I’ve also included the same figures for SPY as a frame of reference.

Dividend Summary

One interesting thing you’ll note is that the ETFs with the highest dividend yield aren’t the ETFs with the highest total returns. The iShares Dividend Equity Index Fund (NYSEArca: HDV), which leads its peers with an 8.96 percent total return over the past year, only paid out 2.53 percent in dividends.

In comparison, the PowerShares High Yield Equity Dividend Achievers Portfolio (NYSEArca: PEY) paid out a segment-high 4.22 percent, but only returned 2.93 percent on a total return basis, meaning its holdings depreciated in value even while paying out significant dividends.

There are a few major differences between the dividend ETFs that drive these different yields and returns.
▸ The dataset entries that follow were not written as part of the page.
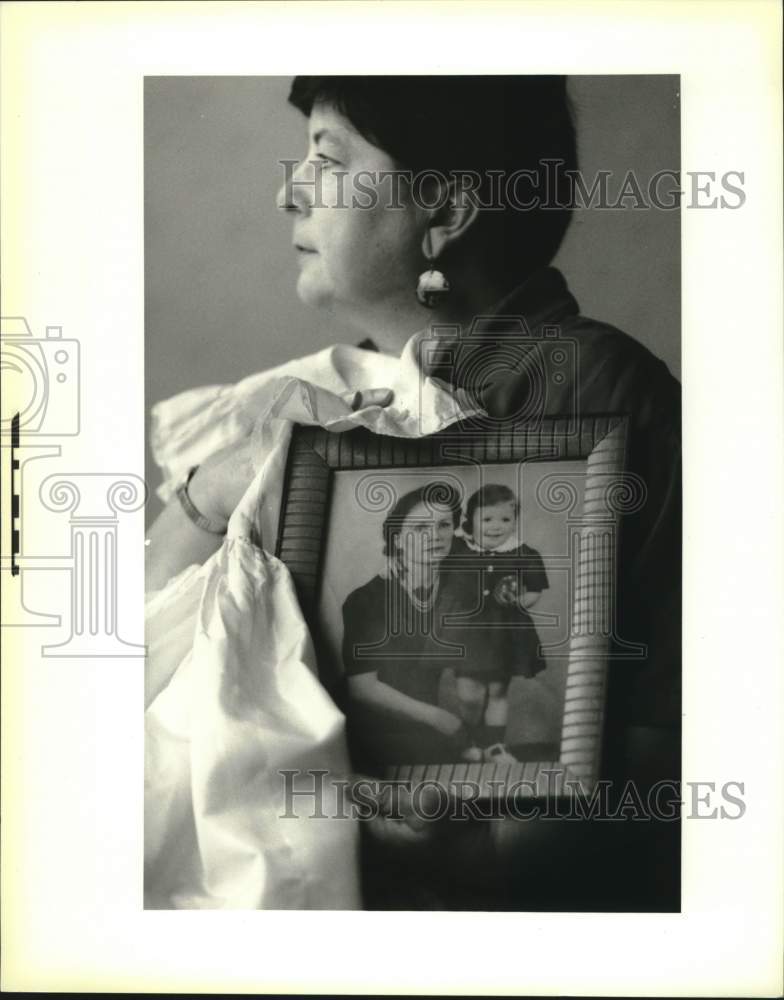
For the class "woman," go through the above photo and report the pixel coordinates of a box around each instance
[343,483,465,769]
[149,77,680,909]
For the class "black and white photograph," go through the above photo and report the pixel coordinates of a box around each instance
[145,74,681,911]
[0,0,784,996]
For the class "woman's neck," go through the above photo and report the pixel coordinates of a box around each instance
[338,276,505,357]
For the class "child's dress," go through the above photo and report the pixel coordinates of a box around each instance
[443,537,549,681]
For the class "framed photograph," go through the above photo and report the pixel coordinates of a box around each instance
[277,416,635,797]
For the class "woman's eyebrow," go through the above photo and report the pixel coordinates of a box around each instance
[313,128,350,145]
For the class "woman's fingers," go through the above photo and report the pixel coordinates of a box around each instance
[343,388,395,410]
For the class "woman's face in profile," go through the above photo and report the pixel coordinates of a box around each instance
[397,503,455,569]
[278,104,422,317]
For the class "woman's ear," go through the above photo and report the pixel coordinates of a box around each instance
[422,178,479,260]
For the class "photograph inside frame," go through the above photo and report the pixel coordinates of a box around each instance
[145,75,681,912]
[321,463,580,791]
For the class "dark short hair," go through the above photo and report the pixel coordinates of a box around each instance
[289,76,577,283]
[463,483,520,535]
[381,482,463,556]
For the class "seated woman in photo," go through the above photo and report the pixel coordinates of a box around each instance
[147,76,681,910]
[343,482,465,768]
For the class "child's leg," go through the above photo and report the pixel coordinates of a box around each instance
[455,677,487,759]
[455,677,487,730]
[485,680,509,726]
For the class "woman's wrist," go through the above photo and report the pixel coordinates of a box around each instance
[184,465,229,535]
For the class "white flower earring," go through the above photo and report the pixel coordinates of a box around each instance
[416,230,450,309]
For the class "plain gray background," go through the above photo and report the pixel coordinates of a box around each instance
[144,76,680,517]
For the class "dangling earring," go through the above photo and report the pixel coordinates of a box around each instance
[417,230,450,309]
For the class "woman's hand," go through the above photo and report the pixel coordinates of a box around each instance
[188,388,394,524]
[429,707,463,737]
[146,388,394,591]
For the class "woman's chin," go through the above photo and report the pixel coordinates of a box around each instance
[297,273,332,308]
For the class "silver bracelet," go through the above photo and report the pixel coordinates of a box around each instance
[176,465,228,535]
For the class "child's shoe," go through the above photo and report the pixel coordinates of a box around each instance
[484,743,519,764]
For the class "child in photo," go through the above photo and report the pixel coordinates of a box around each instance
[452,483,549,763]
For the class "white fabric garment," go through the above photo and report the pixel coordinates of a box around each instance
[145,334,480,909]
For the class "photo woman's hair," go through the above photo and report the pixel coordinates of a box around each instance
[381,482,463,559]
[289,76,577,287]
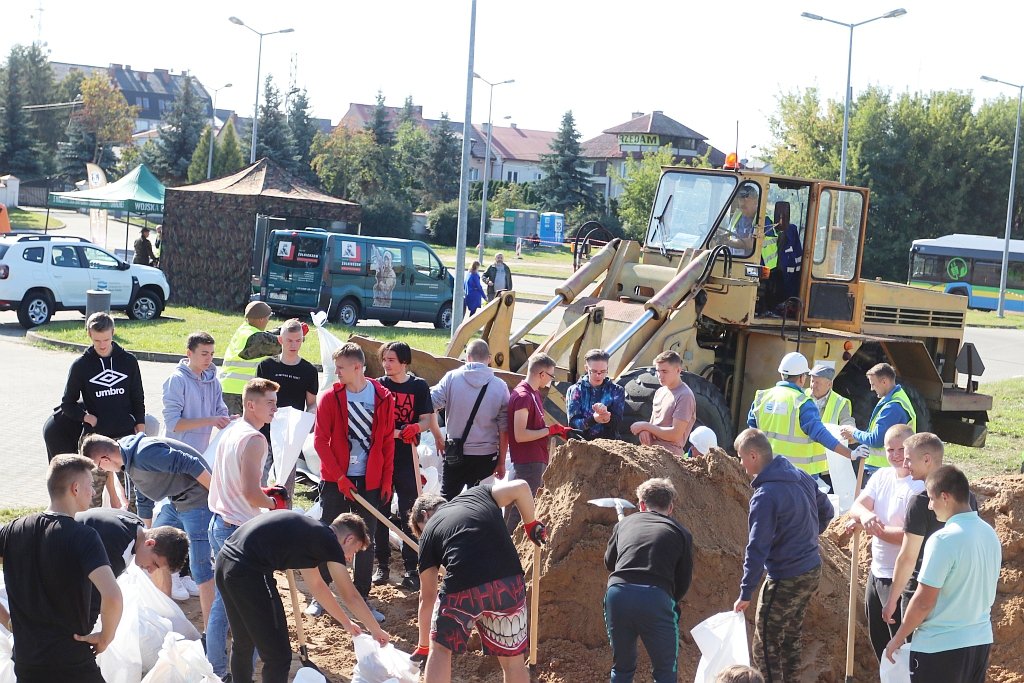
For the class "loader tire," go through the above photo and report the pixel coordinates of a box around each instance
[617,368,736,454]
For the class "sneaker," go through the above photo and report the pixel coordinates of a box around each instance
[181,577,199,598]
[171,571,191,602]
[401,571,420,591]
[304,600,324,616]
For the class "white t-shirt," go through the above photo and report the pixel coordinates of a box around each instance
[864,467,925,579]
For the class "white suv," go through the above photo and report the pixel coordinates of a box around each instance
[0,233,171,329]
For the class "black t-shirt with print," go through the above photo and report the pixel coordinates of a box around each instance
[419,485,522,594]
[378,373,434,459]
[0,512,110,670]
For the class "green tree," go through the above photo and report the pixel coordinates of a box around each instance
[537,112,597,213]
[213,124,247,178]
[611,144,673,242]
[421,113,460,205]
[256,76,298,170]
[151,76,207,184]
[188,126,217,183]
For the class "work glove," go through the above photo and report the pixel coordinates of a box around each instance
[548,422,572,438]
[399,422,420,445]
[523,519,548,546]
[263,485,288,510]
[409,645,430,664]
[338,474,355,501]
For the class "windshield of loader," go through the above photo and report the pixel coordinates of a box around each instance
[645,171,737,251]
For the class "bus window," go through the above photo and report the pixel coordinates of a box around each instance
[811,188,864,281]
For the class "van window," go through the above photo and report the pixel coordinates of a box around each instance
[273,234,324,270]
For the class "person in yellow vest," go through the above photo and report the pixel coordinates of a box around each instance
[220,301,281,415]
[840,362,918,476]
[746,351,868,477]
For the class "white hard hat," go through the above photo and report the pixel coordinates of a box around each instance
[690,427,718,456]
[778,351,811,376]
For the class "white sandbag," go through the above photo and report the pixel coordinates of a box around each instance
[879,643,910,683]
[825,424,857,517]
[352,633,420,683]
[270,407,316,484]
[312,310,344,391]
[142,633,221,683]
[690,611,751,683]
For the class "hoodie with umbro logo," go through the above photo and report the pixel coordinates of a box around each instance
[60,343,145,438]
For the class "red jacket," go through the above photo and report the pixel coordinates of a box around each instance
[313,377,394,490]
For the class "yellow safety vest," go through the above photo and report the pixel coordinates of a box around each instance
[866,387,918,467]
[220,323,261,395]
[754,385,828,476]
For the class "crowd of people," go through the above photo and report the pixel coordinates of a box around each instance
[0,305,1000,683]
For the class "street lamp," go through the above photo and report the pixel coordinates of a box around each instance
[206,83,231,180]
[227,16,295,164]
[473,72,515,265]
[981,76,1024,317]
[801,7,906,185]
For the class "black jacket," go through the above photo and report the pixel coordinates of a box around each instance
[60,343,145,438]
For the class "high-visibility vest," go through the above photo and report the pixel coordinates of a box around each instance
[866,387,918,467]
[220,322,262,395]
[754,385,828,475]
[806,389,853,466]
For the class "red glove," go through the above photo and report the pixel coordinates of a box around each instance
[399,422,420,445]
[263,485,288,510]
[548,422,572,438]
[409,645,430,664]
[523,520,548,546]
[338,474,355,501]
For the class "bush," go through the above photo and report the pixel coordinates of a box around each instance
[359,197,413,240]
[427,200,480,247]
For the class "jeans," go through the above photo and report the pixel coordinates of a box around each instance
[604,584,679,683]
[153,503,213,584]
[207,514,239,678]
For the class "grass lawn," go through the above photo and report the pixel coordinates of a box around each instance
[36,305,450,364]
[967,309,1024,330]
[7,208,65,230]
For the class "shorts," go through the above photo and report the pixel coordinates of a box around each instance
[430,574,529,657]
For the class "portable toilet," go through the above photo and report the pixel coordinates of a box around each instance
[540,211,565,245]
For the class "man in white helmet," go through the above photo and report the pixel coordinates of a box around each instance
[746,351,869,477]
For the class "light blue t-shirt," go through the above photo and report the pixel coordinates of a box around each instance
[345,382,374,477]
[910,511,1002,653]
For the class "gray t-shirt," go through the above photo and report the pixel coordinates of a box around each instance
[345,382,374,476]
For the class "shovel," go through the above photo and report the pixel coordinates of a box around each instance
[285,569,324,674]
[587,498,637,521]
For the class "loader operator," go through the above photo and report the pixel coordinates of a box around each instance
[746,351,868,477]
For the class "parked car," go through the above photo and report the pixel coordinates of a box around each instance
[0,233,171,329]
[257,229,455,329]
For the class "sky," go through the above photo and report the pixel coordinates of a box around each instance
[0,0,1024,157]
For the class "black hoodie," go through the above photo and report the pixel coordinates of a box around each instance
[60,343,145,438]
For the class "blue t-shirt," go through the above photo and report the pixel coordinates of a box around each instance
[910,511,1002,653]
[345,382,374,476]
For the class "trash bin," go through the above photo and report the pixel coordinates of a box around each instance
[85,290,111,319]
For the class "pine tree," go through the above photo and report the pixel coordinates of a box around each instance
[188,126,217,183]
[422,113,461,208]
[288,89,316,184]
[213,124,246,178]
[537,111,597,213]
[256,76,298,170]
[152,76,207,184]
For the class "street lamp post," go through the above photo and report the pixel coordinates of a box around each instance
[473,72,515,265]
[206,83,231,180]
[981,76,1024,317]
[801,7,906,185]
[227,16,295,164]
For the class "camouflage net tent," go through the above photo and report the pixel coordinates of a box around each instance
[160,159,360,310]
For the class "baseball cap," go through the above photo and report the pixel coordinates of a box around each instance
[246,301,271,321]
[810,362,836,381]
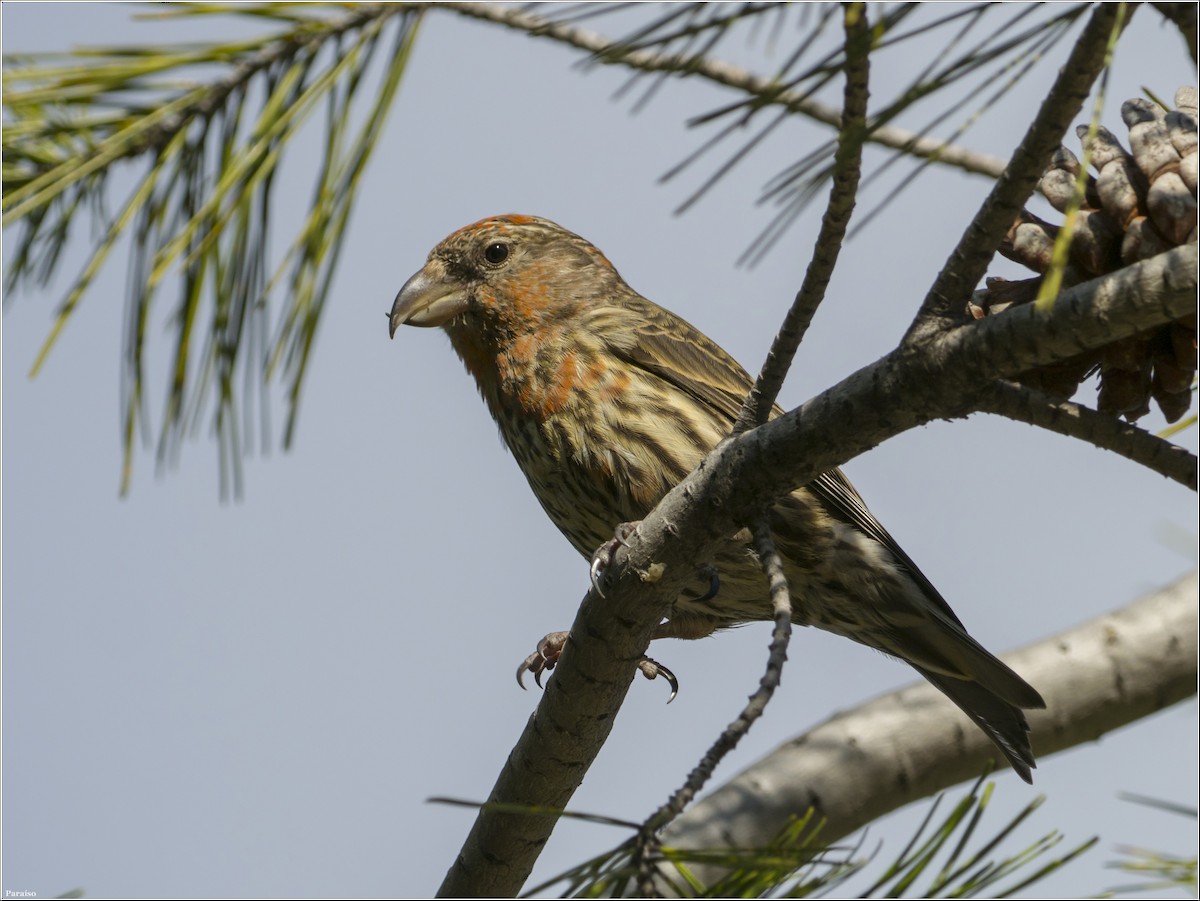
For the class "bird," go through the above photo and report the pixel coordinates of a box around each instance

One is their respective selection methodologies: the Vanguard Dividend Appreciation ETF (NYSEArca: VIG), the PowerShares Dividend Achievers Portfolio (NYSEArca: PFM) and PowerShares’ PEY all require 10 years of increasing dividend payments.

The iShares Dow Jones Select Dividend Index Fund (NYSEArca: DVY) requires five years, and SDY, the SPDR S&P Dividend ETF (NYSEArca: SDY) requires a whopping 25-year track record of increasing payouts.

These screens exclude all but the most stalwart dividend payers, meaning that higher growth firms that have only recently started paying dividends are excluded now and for the foreseeable future.